Parse.ly Crawler

« JavaScript Tracker | Parse.ly Crawler | Parse.ly Dash »

Parse.ly Crawler

What does the Crawler do?

The Parse.ly Crawler is a backend system that makes HTTP requests to your web server in order to download content and metadata from your site pages. In its most typical use, news sites will have their article pages crawled by the crawler so that they may appear as “Posts” inside Parse.ly Dash, and so that other pieces of metadata such as author, section, publication date, image, and topics are automatically extracted.

Technical details about the Crawler

Parse.ly’s Crawler will send out crawl requests to your pages as the pageviews stream in from those URLs. It will crawl your content using the user-agent: Mozilla/5.0 (compatible; parse.ly scraper/0.14; +http://parsely.com). Note that the version field can change over time.

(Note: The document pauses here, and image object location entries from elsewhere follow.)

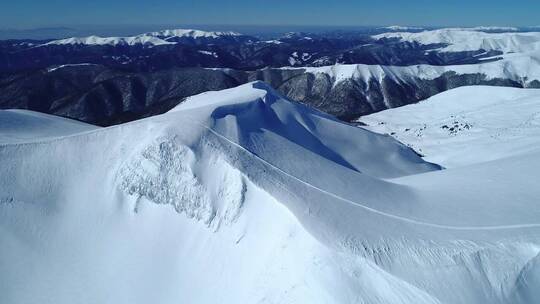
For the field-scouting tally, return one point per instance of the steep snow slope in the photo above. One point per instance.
(275, 203)
(458, 40)
(466, 125)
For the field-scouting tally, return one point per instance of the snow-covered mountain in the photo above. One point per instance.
(466, 125)
(163, 37)
(462, 40)
(244, 196)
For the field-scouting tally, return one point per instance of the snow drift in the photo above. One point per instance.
(243, 196)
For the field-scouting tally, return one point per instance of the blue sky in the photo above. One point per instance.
(45, 13)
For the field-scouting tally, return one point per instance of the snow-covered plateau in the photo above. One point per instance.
(461, 40)
(154, 38)
(242, 196)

Here are the current set of IP addresses for our Crawler worker machines: 198.61.208.242, 198.61.209.12, 198.61.209.16.

You may be worried about additional load that this crawler might put on your server. This is generally not a concern. The Crawler takes the following steps to be polite to the servers it crawls:

  • It limits the number of concurrent requests it opens to your server to ensure it doesn’t affect your concurrency throughput.
  • It caches articles it has already seen.
  • It introduces a small delay between HTTP requests to ensure the load is spread out.
  • It does not pro-actively spider your site; instead, pages are crawled only as they are visited by users. This way, archived articles that are not visited are not needlessly crawled.

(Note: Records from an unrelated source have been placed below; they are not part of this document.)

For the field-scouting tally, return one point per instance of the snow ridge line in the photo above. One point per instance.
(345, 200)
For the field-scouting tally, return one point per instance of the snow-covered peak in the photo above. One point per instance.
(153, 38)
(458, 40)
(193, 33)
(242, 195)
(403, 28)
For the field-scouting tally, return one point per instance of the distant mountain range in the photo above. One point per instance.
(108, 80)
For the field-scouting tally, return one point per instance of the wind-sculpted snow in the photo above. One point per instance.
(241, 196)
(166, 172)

In the first month of integration or so you will see more crawling activity than in future months, as Parse.ly will be loading in older articles that receive occasional visits. This will wane over time.

Finally, we must emphasize that crawling is an entirely back-end operation. That is, crawling in no way affects the pageload performance of your visitors coming to your site. It is done entirely asynchronously by Parse.ly’s servers “after the fact”.

Crawling through pay walls

Some Parse.ly customers do not have all of their content accessible to the public due to a “pay wall”. In these cases, you must coordinate with our support team to arrange for a special login account, only accessible to our Crawler, which can gain access to your pay wall content. The credentials for this account will only be used by the Crawler and will not be shared with anyone else.

Providing Page Attributes Manually

Our typical process is to write a custom crawler for each of our customers. However, you may also provide page attributes manually if they are available in your CMS, which may result in more reliable output from our crawler.

We can do this via the parsely-page META tag on your article pages, which can add arbitrary metadata to existing posts.

Here is the integration approach for parsely-page:

  1. Add a META tag to your page with the name “parsely-page” and a content field which is a serialized (and, as needed, quote-escaped) JSON string. For example:
<meta name='parsely-page'
      content='{"title": "Obama gives speech on Iraq",
                "link": "http://nytimes.com/2152/obama-iraq",
                "image_url": "http://nytimes.com/img/2152.jpg",
                "type": "post",
                "post_id": "2152",
                "pub_date": "2011-05-25T13:00:00Z",
                "section": "Politics",
                "author": "Josh Jones",
                "tags": ["election 2012","editorials","obama barack","romney mitt"]
               }'>

Note

Please do not copy-paste the above example directly into your page templates. You must review the Technical Caveats below to ensure that line breaks, string escaping, and literal values are chosen correctly.

  1. Notify the Parse.ly team that the META tag has been integrated. We can confirm that the parsely-page attribute is accessible on all article pages and use this to power our metadata extraction.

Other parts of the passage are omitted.